Terkait dengan anak-anak mandi. Cora mengamati anak-anak agak menderita dengan mandi air dingin. Orang tua biasa memandikan anak dengan menggosok-gosokkan tangan ke badan dengan cukup keras/kasar, hal ini tak menimbulkan protes dari sang anak. Kegiatan mandi ini tidak terlalu sering dilakukan atau hanya sekali dalam 2-3 hari. Hal menyakitkan ketika anak-anak sedang menderita Frambusia, sejenis penyakit kulit yang dapat menular lewat persentuhan dengan luka. Luka akan terasa sakit ketika terkena air dingin. Frambusia pada tahun 1930-an masih cukup umum di Alor.

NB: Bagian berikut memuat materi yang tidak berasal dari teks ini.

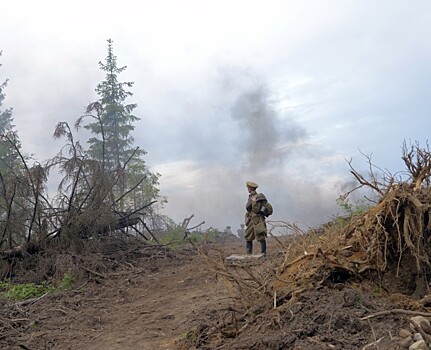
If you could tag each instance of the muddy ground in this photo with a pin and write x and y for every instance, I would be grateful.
(173, 299)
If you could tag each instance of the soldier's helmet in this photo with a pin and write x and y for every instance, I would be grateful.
(252, 184)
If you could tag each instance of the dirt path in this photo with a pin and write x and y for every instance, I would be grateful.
(139, 307)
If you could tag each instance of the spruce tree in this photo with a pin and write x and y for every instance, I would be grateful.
(112, 144)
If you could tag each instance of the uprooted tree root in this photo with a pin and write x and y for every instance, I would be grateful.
(384, 249)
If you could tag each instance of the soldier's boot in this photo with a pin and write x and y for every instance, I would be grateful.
(263, 247)
(249, 247)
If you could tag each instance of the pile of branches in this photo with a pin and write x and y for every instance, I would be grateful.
(391, 238)
(91, 203)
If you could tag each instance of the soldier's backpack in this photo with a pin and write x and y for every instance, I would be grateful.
(266, 208)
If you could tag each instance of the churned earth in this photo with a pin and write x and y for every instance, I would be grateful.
(174, 299)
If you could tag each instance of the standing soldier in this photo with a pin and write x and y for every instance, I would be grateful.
(255, 219)
(241, 231)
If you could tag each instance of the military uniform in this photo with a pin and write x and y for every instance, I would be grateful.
(254, 219)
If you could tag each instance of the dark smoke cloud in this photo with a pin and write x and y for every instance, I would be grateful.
(267, 138)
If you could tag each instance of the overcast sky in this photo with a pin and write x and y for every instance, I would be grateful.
(277, 92)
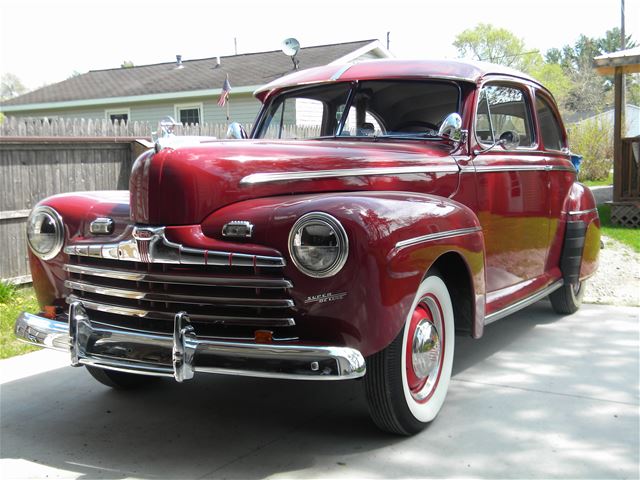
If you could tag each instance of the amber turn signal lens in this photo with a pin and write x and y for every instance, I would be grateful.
(263, 336)
(50, 311)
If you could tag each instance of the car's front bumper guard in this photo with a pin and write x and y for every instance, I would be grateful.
(105, 347)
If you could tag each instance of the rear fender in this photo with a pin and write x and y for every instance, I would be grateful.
(576, 246)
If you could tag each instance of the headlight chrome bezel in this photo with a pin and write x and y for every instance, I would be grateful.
(342, 243)
(56, 220)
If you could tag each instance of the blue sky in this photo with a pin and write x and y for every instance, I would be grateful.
(44, 42)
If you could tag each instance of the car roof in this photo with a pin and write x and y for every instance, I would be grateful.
(460, 70)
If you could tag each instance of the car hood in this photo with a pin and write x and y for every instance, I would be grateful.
(182, 186)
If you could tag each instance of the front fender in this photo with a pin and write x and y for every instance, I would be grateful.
(394, 238)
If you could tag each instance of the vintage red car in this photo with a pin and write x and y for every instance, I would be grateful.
(377, 211)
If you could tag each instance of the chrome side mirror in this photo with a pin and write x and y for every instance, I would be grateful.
(166, 128)
(237, 131)
(509, 140)
(451, 127)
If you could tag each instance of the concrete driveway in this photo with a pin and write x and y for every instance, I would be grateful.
(540, 396)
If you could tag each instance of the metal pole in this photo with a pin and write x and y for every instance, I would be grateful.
(623, 83)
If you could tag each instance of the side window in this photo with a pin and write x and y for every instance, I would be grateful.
(503, 109)
(188, 114)
(370, 126)
(295, 118)
(549, 126)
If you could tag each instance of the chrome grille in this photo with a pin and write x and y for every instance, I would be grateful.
(230, 301)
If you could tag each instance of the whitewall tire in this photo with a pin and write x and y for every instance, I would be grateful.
(407, 382)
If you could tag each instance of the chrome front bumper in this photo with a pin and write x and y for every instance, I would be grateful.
(182, 354)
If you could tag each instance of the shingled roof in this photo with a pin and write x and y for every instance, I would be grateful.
(251, 69)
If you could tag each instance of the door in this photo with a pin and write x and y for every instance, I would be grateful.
(513, 187)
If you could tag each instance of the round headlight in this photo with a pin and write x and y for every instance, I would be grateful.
(45, 232)
(318, 245)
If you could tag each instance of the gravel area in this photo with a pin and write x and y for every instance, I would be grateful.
(617, 281)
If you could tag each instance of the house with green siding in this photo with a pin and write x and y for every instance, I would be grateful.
(187, 90)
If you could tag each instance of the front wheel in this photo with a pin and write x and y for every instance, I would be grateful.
(568, 298)
(407, 382)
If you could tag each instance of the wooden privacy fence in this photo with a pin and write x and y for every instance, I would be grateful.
(34, 168)
(80, 127)
(39, 159)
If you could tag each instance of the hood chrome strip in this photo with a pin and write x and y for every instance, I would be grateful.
(257, 178)
(437, 236)
(150, 245)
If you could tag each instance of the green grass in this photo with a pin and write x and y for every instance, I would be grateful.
(599, 183)
(14, 300)
(626, 235)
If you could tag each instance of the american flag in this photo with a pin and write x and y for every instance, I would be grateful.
(224, 95)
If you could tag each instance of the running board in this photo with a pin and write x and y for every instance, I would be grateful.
(525, 302)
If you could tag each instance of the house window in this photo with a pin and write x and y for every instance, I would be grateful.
(119, 115)
(189, 115)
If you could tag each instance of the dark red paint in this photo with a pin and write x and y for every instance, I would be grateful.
(520, 213)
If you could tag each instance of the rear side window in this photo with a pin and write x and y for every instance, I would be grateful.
(503, 109)
(549, 125)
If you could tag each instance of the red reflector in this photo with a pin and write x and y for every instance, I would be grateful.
(263, 336)
(50, 311)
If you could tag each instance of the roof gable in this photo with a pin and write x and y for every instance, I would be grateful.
(252, 69)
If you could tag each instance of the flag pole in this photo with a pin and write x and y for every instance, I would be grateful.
(228, 100)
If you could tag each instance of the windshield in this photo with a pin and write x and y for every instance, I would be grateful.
(375, 109)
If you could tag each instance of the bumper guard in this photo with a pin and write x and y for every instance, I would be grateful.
(183, 354)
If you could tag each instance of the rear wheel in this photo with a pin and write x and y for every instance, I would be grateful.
(407, 382)
(568, 298)
(119, 380)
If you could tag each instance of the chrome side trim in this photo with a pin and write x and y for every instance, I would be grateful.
(524, 168)
(185, 352)
(583, 212)
(219, 281)
(150, 245)
(437, 236)
(562, 168)
(510, 168)
(163, 315)
(525, 302)
(179, 298)
(258, 178)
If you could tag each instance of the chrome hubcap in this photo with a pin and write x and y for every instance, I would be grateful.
(425, 351)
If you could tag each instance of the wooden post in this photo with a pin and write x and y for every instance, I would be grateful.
(617, 136)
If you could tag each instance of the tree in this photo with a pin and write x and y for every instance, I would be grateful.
(11, 87)
(487, 43)
(552, 76)
(589, 92)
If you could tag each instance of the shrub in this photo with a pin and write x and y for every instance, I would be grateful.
(593, 139)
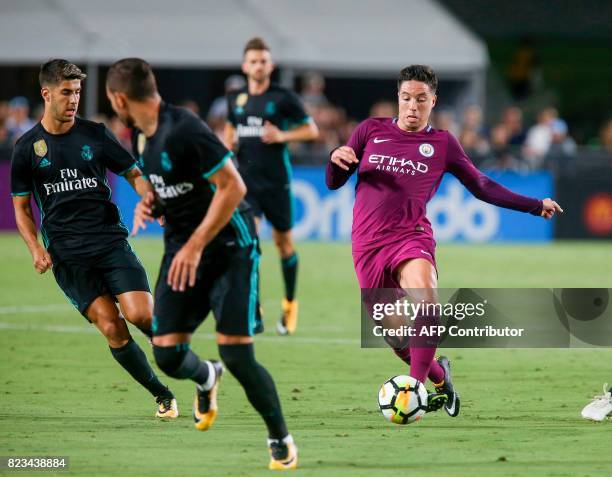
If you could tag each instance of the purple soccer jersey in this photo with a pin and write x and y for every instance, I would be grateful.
(398, 173)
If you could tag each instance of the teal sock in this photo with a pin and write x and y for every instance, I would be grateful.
(134, 361)
(289, 266)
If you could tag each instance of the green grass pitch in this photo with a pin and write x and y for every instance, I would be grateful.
(61, 393)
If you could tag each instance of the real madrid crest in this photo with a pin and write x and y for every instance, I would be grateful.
(241, 99)
(426, 150)
(40, 148)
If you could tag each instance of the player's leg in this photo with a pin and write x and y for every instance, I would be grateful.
(103, 313)
(234, 303)
(253, 199)
(137, 308)
(174, 357)
(419, 278)
(277, 205)
(176, 317)
(125, 278)
(289, 265)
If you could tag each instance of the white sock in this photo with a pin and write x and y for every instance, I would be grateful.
(212, 377)
(286, 440)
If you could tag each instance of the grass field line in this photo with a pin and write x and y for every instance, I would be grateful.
(12, 310)
(200, 336)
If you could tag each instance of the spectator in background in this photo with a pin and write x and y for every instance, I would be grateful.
(313, 91)
(6, 144)
(562, 145)
(383, 109)
(217, 114)
(121, 132)
(472, 136)
(445, 120)
(191, 105)
(19, 120)
(512, 119)
(605, 136)
(502, 157)
(539, 138)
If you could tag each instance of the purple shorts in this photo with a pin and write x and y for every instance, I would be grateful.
(376, 267)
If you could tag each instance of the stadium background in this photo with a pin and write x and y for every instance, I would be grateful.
(523, 85)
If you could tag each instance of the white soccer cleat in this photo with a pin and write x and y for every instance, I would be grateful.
(600, 408)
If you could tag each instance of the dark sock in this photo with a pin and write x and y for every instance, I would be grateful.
(289, 266)
(257, 384)
(423, 350)
(180, 362)
(148, 332)
(134, 361)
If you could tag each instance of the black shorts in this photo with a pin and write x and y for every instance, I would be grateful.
(226, 283)
(114, 271)
(276, 204)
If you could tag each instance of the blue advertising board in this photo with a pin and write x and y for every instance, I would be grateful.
(455, 214)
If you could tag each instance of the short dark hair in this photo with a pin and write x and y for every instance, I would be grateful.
(256, 43)
(422, 73)
(134, 77)
(55, 71)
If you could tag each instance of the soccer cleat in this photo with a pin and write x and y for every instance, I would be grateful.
(205, 405)
(453, 402)
(601, 407)
(288, 321)
(435, 401)
(168, 408)
(283, 454)
(259, 326)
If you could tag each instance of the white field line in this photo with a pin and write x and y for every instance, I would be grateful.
(89, 329)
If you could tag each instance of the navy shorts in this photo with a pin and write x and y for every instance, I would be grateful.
(114, 271)
(226, 284)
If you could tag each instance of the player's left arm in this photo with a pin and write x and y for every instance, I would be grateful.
(304, 132)
(120, 161)
(487, 190)
(304, 127)
(150, 206)
(229, 191)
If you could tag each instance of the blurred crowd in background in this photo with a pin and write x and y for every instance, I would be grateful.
(511, 141)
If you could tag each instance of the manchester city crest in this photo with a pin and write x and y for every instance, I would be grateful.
(140, 143)
(40, 148)
(426, 150)
(86, 153)
(241, 99)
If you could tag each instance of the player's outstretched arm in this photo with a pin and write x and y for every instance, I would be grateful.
(27, 229)
(304, 132)
(229, 191)
(487, 190)
(550, 208)
(229, 136)
(150, 206)
(342, 163)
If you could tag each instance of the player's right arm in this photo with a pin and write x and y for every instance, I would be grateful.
(27, 228)
(344, 160)
(21, 190)
(229, 136)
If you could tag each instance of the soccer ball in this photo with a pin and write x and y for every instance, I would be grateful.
(402, 399)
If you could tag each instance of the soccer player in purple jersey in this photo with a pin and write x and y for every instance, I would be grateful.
(400, 163)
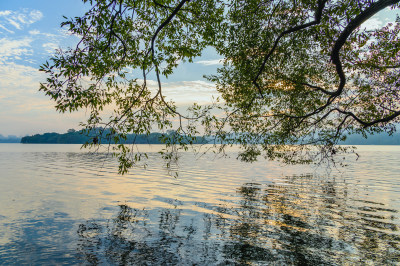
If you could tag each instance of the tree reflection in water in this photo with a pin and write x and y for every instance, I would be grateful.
(301, 221)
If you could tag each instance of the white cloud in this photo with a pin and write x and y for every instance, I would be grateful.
(372, 24)
(4, 28)
(19, 19)
(50, 47)
(11, 48)
(34, 32)
(211, 62)
(186, 92)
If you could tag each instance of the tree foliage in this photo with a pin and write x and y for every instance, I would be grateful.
(296, 74)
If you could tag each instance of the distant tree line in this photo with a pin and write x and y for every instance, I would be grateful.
(9, 139)
(81, 137)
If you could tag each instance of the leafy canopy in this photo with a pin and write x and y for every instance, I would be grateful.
(296, 73)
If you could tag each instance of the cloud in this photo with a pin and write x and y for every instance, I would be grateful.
(18, 19)
(50, 47)
(372, 24)
(186, 92)
(9, 49)
(4, 28)
(211, 62)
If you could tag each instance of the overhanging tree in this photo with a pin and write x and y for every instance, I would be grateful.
(296, 74)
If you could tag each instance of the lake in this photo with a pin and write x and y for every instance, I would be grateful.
(60, 205)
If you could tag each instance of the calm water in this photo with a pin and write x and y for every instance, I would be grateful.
(59, 205)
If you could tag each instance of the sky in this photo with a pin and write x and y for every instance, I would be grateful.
(30, 32)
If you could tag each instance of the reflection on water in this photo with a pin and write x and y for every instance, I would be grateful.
(270, 225)
(69, 207)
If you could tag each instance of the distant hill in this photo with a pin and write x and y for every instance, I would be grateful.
(9, 139)
(377, 139)
(76, 137)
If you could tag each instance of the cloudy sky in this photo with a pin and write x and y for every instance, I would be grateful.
(29, 33)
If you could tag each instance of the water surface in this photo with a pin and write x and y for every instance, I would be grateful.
(61, 205)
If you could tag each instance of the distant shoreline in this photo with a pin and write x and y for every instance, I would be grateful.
(76, 137)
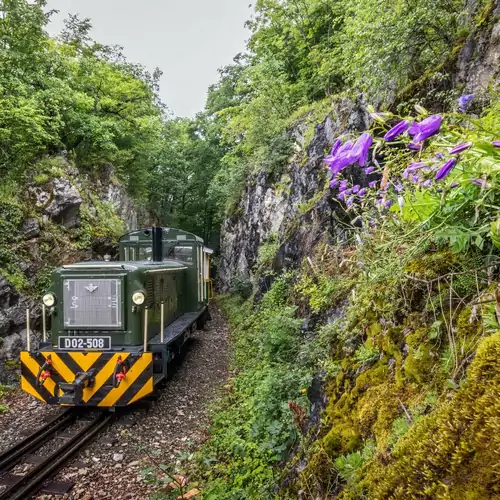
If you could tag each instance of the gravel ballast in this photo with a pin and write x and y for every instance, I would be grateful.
(161, 432)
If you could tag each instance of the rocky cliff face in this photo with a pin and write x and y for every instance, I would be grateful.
(295, 205)
(59, 219)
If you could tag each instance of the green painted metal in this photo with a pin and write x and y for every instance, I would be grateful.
(173, 282)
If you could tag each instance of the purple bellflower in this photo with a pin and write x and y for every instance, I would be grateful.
(361, 148)
(345, 147)
(460, 148)
(416, 165)
(341, 161)
(446, 169)
(464, 102)
(397, 130)
(480, 182)
(427, 128)
(414, 129)
(336, 147)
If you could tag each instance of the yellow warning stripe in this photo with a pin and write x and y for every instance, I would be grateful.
(34, 368)
(85, 360)
(27, 387)
(147, 388)
(103, 375)
(60, 367)
(139, 366)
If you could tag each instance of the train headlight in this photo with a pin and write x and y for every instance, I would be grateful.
(49, 299)
(138, 298)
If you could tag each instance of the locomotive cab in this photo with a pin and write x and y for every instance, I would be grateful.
(114, 327)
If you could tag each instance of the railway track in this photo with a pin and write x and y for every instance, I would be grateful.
(50, 459)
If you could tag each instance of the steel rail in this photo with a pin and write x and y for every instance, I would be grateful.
(34, 441)
(35, 478)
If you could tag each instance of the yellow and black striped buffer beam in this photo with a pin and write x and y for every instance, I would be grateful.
(137, 383)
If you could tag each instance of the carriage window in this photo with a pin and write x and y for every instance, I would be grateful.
(145, 253)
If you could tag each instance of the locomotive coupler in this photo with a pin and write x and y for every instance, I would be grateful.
(120, 372)
(45, 372)
(73, 393)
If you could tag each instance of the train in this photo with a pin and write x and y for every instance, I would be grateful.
(112, 329)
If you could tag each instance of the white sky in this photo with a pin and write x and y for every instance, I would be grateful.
(187, 39)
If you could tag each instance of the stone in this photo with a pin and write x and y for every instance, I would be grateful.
(30, 228)
(64, 207)
(11, 346)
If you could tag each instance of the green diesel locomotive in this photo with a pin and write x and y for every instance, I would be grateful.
(115, 327)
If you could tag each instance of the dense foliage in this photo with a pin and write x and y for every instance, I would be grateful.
(72, 94)
(304, 53)
(405, 336)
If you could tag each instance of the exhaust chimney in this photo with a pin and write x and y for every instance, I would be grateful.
(157, 244)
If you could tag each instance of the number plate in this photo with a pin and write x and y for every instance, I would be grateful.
(85, 343)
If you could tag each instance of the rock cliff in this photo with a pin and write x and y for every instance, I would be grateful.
(60, 215)
(295, 205)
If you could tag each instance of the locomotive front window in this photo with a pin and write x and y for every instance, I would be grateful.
(92, 303)
(181, 253)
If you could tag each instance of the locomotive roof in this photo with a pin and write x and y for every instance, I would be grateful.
(146, 265)
(169, 233)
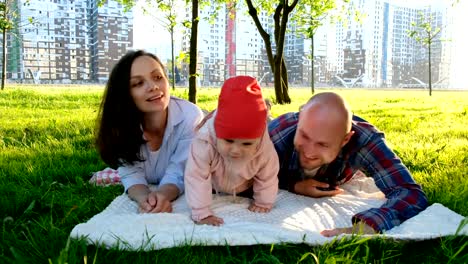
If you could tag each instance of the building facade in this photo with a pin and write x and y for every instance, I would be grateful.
(72, 41)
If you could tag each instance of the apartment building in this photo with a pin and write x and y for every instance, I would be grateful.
(68, 40)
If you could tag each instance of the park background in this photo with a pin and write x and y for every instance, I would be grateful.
(47, 121)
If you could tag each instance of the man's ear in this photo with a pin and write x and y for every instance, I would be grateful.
(347, 138)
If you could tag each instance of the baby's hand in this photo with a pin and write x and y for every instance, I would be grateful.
(211, 220)
(258, 209)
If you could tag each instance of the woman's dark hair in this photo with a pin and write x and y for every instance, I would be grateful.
(118, 132)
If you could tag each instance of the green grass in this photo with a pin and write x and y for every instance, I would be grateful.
(47, 155)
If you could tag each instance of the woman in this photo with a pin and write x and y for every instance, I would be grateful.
(145, 131)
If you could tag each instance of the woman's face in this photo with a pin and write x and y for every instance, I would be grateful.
(149, 86)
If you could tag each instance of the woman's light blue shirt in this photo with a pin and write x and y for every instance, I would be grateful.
(167, 166)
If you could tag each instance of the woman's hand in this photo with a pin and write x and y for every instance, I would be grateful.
(258, 209)
(211, 220)
(154, 201)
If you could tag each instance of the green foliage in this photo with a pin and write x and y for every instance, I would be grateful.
(423, 30)
(47, 155)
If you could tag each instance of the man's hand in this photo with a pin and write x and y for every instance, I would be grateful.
(309, 188)
(360, 228)
(258, 209)
(211, 220)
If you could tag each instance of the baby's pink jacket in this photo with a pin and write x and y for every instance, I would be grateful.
(205, 171)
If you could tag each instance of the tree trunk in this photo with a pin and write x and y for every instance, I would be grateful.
(193, 54)
(277, 64)
(173, 62)
(4, 58)
(312, 80)
(430, 71)
(284, 82)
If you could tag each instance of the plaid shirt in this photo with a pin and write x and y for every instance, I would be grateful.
(367, 152)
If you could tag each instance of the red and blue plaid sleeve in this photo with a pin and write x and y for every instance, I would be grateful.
(405, 198)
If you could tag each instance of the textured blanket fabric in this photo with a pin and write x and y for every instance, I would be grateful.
(294, 219)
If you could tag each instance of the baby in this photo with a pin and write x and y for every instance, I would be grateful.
(232, 153)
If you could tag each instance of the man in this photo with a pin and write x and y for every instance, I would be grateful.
(323, 145)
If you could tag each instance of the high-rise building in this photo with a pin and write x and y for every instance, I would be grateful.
(68, 41)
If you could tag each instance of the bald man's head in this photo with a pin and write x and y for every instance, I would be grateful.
(330, 106)
(324, 127)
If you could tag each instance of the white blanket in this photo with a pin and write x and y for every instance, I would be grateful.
(294, 219)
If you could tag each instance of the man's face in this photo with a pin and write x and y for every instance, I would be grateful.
(319, 139)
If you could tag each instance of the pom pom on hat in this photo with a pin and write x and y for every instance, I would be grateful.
(241, 111)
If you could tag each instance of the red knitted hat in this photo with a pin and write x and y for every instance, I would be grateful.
(241, 109)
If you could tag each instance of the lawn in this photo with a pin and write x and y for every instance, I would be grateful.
(47, 155)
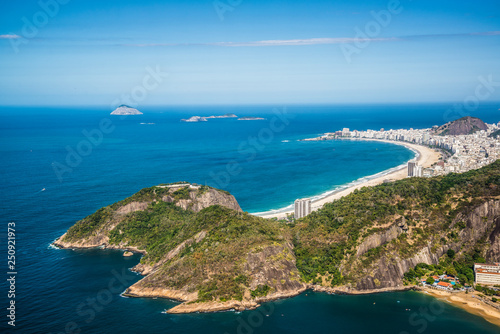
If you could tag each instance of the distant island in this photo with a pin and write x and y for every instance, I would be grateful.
(206, 118)
(126, 110)
(200, 248)
(251, 119)
(421, 233)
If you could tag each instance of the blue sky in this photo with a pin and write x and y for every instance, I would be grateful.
(74, 52)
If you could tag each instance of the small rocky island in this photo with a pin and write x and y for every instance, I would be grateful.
(206, 118)
(126, 110)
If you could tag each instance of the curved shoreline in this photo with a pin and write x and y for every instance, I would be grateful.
(425, 156)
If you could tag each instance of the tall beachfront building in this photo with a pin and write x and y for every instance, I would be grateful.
(411, 168)
(302, 207)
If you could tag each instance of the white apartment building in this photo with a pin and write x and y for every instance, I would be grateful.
(487, 274)
(302, 207)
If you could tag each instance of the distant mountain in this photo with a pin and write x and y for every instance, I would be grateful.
(462, 126)
(126, 110)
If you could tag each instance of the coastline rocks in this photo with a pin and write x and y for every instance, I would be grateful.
(213, 307)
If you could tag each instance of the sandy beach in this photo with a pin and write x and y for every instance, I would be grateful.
(425, 157)
(468, 303)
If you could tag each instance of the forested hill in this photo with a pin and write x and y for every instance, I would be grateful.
(371, 238)
(201, 249)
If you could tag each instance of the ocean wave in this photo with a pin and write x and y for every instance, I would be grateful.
(340, 187)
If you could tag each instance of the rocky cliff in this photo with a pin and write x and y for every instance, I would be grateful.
(201, 249)
(198, 245)
(462, 126)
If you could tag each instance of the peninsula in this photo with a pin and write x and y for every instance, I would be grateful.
(126, 110)
(201, 249)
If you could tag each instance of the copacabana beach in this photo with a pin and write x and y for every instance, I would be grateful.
(425, 156)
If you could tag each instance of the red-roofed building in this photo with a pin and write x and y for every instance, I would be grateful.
(445, 284)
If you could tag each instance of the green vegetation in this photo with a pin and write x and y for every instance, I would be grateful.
(260, 291)
(210, 251)
(327, 239)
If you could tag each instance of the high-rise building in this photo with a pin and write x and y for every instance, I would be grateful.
(411, 168)
(418, 171)
(302, 207)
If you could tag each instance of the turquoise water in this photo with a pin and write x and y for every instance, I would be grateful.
(260, 162)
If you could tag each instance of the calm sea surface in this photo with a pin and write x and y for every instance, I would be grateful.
(61, 164)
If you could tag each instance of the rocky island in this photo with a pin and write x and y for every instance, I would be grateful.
(205, 118)
(201, 249)
(126, 110)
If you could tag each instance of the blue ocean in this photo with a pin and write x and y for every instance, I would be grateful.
(61, 164)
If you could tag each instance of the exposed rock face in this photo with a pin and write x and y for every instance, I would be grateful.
(147, 269)
(482, 221)
(198, 202)
(379, 239)
(390, 271)
(462, 126)
(275, 266)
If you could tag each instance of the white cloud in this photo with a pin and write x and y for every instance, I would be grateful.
(284, 42)
(315, 41)
(9, 36)
(310, 41)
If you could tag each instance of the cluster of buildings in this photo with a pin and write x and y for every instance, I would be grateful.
(467, 151)
(443, 282)
(414, 169)
(302, 207)
(487, 274)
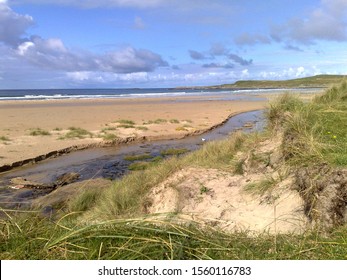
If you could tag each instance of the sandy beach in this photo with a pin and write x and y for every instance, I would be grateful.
(104, 119)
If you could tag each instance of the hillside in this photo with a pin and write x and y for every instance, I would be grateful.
(278, 194)
(319, 81)
(315, 81)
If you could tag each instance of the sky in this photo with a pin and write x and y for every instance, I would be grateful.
(168, 43)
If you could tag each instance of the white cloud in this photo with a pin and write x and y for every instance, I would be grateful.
(139, 23)
(12, 25)
(52, 54)
(251, 40)
(97, 3)
(327, 22)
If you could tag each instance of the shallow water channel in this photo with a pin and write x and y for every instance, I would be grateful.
(110, 162)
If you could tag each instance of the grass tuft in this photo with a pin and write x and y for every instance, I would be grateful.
(76, 132)
(39, 132)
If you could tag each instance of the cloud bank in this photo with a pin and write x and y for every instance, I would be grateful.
(53, 54)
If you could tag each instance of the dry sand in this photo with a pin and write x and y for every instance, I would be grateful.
(18, 118)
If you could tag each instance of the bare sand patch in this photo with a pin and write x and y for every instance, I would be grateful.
(99, 117)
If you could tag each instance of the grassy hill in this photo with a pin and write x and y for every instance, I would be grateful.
(318, 81)
(113, 223)
(315, 81)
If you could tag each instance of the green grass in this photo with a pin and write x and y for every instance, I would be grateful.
(316, 131)
(39, 132)
(173, 152)
(109, 137)
(314, 81)
(76, 132)
(133, 239)
(112, 223)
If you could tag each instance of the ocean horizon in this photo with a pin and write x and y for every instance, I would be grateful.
(61, 94)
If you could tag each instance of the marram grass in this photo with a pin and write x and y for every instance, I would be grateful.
(110, 224)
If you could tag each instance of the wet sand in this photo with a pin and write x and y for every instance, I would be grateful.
(156, 118)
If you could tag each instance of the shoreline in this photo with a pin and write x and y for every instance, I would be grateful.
(122, 141)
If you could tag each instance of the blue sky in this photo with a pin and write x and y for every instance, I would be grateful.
(168, 43)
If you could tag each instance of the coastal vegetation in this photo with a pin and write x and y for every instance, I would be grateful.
(39, 132)
(318, 81)
(113, 223)
(76, 132)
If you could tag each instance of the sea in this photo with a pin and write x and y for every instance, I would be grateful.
(61, 94)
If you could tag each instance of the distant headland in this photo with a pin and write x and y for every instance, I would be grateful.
(318, 81)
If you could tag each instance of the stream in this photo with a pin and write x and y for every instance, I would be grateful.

Ada juga penjelasan mengenai tidur, anak-anak maupun dewasa biasa mengalami kekurangan tidur di malam hari, ketika ada anggota keluarga yang bermimpi, kemudian membangunkan anak-anak untuk saling berbagi cerita mimpi. Selain gangguan-gangguan lain, karena ada orang dewasa yang pulang tengah malam, atau anak-anak muda pulang pacarana jauh malam hari. Termasuk urusan seks orang dewasa, anak-anak tertanggu karena tidak adanya sekat antara tepat tidur orang dewasa dan anak-anak. Sehingga anak-anak dapat saja menyaksikan adegan persetubuhan. Pun kegiatan masturbasi adalah kegiatan lumrah dan bisa dilakukan di tempat-tempat umum.

--

Cerita tentang anak-anak ini masih cukup panjang dalam catatan Cora De Bois, tapi kali ini cukup ini saja. Saya mencoba menerjemahkan buku People of Alor ini pelan-pelan hanya dengan fasilitas google translate. Meski begitu, terjemahan itu sudah lebih gampang dipahami. Namun, jika terdapat kesalahpahaman, saya memohon maaf sedalam-dalamnya. Semoga dengan pembacaan ulang buku People of Alor, akan lebih memahami lagi kebiasaan orang Alor di masa lalu, dan mencoba menemukan perbandingan dengan kehidupan orang Alor di masa kini, yang saya pikir pasti banyak perubahan.

Saya mendapat undangan dari Om Mobi Pada untuk berkunjung ke Atengmelang, katanya dia lagi fasilitasi pengembangan kopi di sana. Mantap itu, ini kesempatan bagi saya untuk mengenang-ngenang kehidupan dan catatan Cora Du Bois.